好一會,聽到凌雯文更絕望的聲音,「我好像忘記我是女的了。」好吧。自從初中後,她就堅持每個月剪一次頭髮。
習慣了。
然後就莫名其妙的忘記自己是女同學,是不需要保持短髮的。
陳白羽和葉清娜同時呆住,這也能忘記?
「我媽讓我留長髮,說淑女。我告訴我媽,學校規定男生不能留長髮。」凌雯文很委屈,「我媽當時也沒有提醒我。我說要去剪頭髮,她還說『哦』。什麼意思嘛。讓我誤會了這麼久。」
誤會什麼?
誤會自己是男生?
這還需要阿媽提醒?
葉清娜笑的狡猾,「如果知道你忘記自己的性別,相信你阿媽也是奔潰的。

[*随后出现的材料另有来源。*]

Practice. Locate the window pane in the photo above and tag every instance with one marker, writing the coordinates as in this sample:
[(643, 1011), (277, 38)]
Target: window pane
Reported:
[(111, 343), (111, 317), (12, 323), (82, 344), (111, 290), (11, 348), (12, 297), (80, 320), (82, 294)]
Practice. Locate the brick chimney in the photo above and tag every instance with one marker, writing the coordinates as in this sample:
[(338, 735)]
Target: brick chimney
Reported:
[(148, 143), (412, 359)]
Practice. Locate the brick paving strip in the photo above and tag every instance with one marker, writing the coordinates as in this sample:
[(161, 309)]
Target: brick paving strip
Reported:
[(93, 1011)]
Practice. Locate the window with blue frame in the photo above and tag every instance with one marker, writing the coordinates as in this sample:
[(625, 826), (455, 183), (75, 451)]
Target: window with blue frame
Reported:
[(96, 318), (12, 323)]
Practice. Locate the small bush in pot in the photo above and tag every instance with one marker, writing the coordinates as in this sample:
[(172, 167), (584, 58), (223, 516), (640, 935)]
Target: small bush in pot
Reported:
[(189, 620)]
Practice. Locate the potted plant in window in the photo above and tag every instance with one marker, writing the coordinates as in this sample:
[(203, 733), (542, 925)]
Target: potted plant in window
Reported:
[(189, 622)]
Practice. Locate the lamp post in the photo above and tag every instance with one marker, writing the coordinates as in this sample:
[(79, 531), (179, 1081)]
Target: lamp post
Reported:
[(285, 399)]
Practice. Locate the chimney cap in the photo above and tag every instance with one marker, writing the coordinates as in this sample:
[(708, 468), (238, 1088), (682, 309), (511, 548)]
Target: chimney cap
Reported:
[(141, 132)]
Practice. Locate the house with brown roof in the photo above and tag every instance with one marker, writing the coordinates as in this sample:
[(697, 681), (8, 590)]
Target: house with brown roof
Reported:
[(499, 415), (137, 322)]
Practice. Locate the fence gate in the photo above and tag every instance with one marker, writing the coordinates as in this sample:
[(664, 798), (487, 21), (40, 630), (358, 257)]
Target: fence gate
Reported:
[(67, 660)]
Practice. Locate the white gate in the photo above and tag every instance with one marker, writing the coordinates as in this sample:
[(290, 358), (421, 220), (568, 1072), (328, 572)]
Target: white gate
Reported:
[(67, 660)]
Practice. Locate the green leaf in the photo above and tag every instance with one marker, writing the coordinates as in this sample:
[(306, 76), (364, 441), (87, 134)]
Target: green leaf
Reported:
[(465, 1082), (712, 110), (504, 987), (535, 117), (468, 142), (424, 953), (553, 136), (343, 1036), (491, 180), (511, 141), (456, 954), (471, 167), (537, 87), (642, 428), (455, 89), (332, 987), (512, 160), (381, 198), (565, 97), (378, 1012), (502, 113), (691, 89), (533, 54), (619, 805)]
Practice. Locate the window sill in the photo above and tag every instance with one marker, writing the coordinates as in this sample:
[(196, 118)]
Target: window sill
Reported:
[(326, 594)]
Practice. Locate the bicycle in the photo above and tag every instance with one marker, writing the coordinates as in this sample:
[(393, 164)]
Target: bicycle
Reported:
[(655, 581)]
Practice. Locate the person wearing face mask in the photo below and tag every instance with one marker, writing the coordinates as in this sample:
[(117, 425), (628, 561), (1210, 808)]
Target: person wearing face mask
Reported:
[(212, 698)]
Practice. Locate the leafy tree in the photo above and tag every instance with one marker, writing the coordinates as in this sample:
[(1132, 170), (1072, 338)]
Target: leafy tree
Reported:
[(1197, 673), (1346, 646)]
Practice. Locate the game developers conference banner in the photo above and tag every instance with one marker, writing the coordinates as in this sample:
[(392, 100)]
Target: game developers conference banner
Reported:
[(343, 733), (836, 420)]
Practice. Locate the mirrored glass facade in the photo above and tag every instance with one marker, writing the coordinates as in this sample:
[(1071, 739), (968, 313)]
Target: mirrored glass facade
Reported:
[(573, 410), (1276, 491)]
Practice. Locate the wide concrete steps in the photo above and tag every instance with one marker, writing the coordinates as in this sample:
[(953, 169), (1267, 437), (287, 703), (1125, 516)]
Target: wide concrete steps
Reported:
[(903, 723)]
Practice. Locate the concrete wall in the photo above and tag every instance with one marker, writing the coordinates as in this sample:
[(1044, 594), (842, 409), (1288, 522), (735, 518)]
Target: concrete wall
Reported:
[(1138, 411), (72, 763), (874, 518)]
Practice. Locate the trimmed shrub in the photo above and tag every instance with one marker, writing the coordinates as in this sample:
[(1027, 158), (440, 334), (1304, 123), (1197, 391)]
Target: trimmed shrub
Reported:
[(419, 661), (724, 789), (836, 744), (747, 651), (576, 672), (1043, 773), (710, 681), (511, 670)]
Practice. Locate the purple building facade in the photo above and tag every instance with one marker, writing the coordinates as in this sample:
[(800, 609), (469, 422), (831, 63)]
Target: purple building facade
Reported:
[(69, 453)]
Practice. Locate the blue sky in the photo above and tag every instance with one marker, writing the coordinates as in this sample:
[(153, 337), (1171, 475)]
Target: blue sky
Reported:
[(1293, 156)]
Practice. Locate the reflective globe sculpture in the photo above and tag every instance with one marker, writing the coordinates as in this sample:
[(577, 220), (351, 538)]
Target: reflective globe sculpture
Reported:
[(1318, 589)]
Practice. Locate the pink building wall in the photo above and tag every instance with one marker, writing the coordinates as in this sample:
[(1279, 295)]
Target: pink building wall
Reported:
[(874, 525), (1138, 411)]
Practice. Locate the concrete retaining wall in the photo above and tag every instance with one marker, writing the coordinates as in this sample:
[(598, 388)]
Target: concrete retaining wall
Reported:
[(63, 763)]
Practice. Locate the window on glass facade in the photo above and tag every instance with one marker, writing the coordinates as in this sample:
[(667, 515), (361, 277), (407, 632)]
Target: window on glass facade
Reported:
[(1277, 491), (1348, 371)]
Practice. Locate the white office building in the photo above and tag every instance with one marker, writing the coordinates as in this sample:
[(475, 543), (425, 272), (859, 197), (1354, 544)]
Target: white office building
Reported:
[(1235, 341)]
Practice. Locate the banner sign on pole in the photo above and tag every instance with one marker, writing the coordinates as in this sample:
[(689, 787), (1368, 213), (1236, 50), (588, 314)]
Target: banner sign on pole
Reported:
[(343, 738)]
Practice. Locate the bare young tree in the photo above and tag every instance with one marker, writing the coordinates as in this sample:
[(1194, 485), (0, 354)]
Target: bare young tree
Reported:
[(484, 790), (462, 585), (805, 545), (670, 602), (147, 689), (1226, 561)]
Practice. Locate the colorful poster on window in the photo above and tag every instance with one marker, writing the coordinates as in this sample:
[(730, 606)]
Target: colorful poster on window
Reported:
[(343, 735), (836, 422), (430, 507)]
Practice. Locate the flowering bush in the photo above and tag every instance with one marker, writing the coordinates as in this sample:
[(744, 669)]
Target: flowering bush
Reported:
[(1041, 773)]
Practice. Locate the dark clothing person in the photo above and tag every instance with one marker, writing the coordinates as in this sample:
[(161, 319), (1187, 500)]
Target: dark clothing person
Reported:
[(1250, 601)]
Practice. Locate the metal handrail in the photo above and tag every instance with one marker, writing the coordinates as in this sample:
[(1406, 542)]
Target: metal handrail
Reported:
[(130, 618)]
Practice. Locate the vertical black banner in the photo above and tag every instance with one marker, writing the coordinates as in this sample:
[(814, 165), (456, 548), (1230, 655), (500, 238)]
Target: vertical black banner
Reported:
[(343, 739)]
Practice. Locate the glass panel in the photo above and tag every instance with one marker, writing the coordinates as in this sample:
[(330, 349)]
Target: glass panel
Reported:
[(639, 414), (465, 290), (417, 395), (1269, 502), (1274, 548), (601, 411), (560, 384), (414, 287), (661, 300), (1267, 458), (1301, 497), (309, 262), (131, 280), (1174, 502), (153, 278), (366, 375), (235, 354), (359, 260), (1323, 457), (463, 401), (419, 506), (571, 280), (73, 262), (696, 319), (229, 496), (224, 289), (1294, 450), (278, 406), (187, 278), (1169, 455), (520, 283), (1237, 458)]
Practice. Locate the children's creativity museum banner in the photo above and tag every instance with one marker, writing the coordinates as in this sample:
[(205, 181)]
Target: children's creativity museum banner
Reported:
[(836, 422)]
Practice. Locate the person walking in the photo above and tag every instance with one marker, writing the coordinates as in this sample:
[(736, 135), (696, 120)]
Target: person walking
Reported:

」
陳白羽抿抿嘴,有些哭笑不得。
說著頭髮,然後聊到現在的髮廊。
葉清娜看了一眼正在早讀的同學們,放低聲音,「我跟你們講個笑話。有一次,我小舅舅要去剪頭髮,走進一家新開的髮廊,看起來很新,很漂亮,裡面裝修得也很舒服。我小舅舅就想試試現在的髮廊手藝是不是比外面走街串巷的理髮佬手藝要好。」
「小舅舅剛走進去,就有好幾個女的『理髮師』走過來問他要什麼服務?要什麼價位的套餐?有沒有相熟的理髮師?聽說小舅舅是第一次來,大家高興得有些詭異。有個女的『理髮師』給小舅舅倒了一杯水。」
「我小舅舅可高興了,覺得服務態度好,周到。喜滋滋的喝了水,然後說要剪頭髮,還要最便宜的套餐。我小舅舅以為套餐就是洗頭剪髮按摩一條龍服務。完全沒有多想。他知道珠三角等地方,有其他『業務』的髮廊,但沒想到市里也有了這樣極具『特色』的髮廊。」